After all that preparation the time had finally come to actually wash them. Since we were at JF's parents' house we took advantage of the "free" washing machine. We put all the swatches into a lingerie bag and put them in the machine with a pair of jeans. First we washed it on the lightly soiled cycle checking on it every five minutes. We found the agigation phase of this cycle didn't last very long. Then we washed it on the heavily soiled cycle to get the most agigtation. And here are the results. First the size 11's:

Then the size 13's:
And finally the size 17 swatch:

Here they are all posing together:

It was interesting to hold each swatch and get a feel for the relative stiffness of it depending on the needle size. I liked the look of the stockinette swatches better since they were smoother but JF preferred the garter since there was more surface area to felt.

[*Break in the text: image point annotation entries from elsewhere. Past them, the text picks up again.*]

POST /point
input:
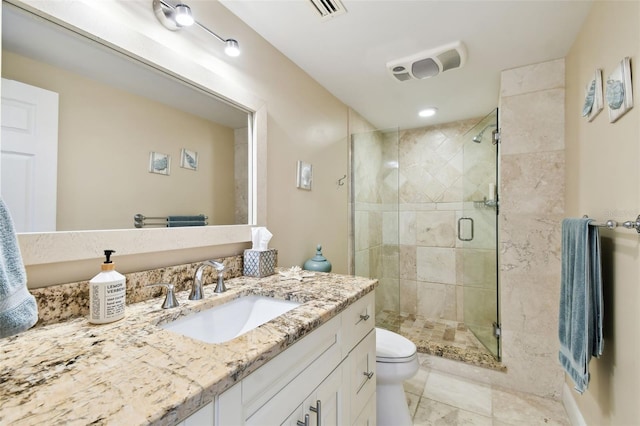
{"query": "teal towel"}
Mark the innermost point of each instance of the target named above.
(18, 308)
(199, 217)
(581, 306)
(175, 224)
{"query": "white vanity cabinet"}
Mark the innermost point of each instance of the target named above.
(328, 375)
(204, 416)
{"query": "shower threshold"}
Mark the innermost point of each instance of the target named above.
(447, 339)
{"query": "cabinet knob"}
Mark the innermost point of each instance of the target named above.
(318, 410)
(306, 421)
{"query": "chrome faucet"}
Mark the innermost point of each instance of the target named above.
(196, 287)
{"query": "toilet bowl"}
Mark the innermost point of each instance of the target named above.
(396, 361)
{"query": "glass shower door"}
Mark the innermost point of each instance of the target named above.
(477, 233)
(375, 218)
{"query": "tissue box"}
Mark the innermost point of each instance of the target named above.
(260, 263)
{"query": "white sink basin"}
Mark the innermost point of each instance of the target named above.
(230, 320)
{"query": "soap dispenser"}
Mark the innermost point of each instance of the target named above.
(107, 293)
(318, 262)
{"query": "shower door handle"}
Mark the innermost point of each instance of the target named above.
(460, 228)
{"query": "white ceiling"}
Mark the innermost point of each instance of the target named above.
(347, 53)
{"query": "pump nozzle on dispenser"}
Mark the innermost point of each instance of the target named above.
(108, 254)
(107, 293)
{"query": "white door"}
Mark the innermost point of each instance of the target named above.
(29, 148)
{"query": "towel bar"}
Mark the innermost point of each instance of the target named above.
(610, 224)
(140, 220)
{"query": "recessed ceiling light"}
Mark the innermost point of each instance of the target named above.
(428, 112)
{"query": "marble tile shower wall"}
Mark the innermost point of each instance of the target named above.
(411, 189)
(435, 185)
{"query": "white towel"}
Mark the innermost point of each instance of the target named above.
(18, 308)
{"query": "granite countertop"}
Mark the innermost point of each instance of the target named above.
(133, 372)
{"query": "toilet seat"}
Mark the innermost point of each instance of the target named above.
(393, 348)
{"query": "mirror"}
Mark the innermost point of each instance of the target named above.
(132, 138)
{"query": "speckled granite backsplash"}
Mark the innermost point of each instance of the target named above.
(66, 301)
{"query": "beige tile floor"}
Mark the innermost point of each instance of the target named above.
(439, 398)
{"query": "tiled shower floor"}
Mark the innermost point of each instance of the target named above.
(448, 339)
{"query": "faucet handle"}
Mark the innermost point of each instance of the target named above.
(170, 300)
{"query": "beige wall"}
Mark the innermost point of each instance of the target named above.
(602, 166)
(305, 122)
(104, 140)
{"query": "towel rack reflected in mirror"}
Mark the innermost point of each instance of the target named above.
(610, 224)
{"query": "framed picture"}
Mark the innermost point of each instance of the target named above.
(159, 163)
(619, 93)
(304, 175)
(593, 101)
(189, 159)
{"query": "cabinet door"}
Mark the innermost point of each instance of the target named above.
(362, 380)
(326, 407)
(296, 417)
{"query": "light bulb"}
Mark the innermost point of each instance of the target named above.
(231, 47)
(183, 16)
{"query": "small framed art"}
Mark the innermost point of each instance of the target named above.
(619, 93)
(159, 163)
(304, 175)
(189, 159)
(593, 101)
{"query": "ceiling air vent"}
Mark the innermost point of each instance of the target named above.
(429, 63)
(328, 9)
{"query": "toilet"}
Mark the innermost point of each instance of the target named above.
(396, 361)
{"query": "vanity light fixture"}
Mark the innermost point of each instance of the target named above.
(179, 16)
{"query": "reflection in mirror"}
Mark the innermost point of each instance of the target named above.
(131, 139)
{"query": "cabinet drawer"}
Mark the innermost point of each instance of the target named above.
(358, 320)
(307, 361)
(362, 370)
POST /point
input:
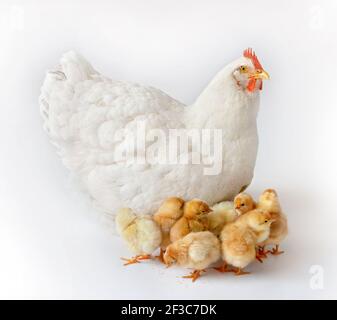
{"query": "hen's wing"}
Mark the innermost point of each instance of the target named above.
(83, 112)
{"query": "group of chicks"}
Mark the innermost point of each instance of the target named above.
(196, 236)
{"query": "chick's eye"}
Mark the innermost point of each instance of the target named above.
(243, 69)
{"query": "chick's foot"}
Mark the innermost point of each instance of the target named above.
(275, 251)
(136, 259)
(240, 272)
(261, 254)
(194, 275)
(223, 268)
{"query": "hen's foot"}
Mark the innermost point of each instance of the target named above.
(261, 254)
(240, 272)
(223, 268)
(275, 251)
(194, 275)
(136, 259)
(161, 256)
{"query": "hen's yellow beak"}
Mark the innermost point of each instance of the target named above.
(260, 74)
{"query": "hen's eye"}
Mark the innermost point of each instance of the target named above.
(243, 69)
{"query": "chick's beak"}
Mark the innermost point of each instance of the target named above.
(260, 74)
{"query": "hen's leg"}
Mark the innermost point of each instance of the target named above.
(136, 259)
(194, 275)
(275, 251)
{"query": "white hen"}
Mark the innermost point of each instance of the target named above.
(83, 111)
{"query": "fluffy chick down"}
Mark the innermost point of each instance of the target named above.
(239, 238)
(140, 232)
(197, 250)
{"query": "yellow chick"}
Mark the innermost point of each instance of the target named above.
(166, 216)
(227, 211)
(141, 234)
(269, 201)
(197, 251)
(243, 203)
(194, 219)
(239, 239)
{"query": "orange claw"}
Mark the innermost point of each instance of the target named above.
(136, 259)
(261, 254)
(194, 275)
(240, 272)
(275, 251)
(223, 268)
(160, 257)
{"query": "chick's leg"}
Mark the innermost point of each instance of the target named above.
(240, 272)
(194, 275)
(275, 251)
(160, 257)
(223, 268)
(136, 259)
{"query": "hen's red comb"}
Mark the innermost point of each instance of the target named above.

After they had dried I remeasured all the swatches. Then I calculated the percentage of shrinkage lengthwise and widthwise for each swatch and took an average of all the numbers. The numbers actually worked out pretty consistently. The swatches shrank by 1/4 widthwise and 1/3 lengthwise. So now everyone reading this can go out and buy this yarn with confidence knowing how much it's going to felt. You're welcome :-)

In other knews I recieved my Secret Feet partner today. We each knit each other a pair of socks then exchange them in two months. Of course the person you knit for isn't the same as the one who knits for you; otherwise it wouldn't be much of a secret! So I have her favorite colors and yarns and have to decide on a pattern. I'm not sure yet if I'm going to get too fancy. Otherwise I'll never get them done in time. I'm going to try to knit them together using Magic Loop. Penelope (no blog) demonstrated this to me and it didn't seem too difficult. She said the most difficult part was casting on then it's smooth sailing from there. To the sock yarn stash I go!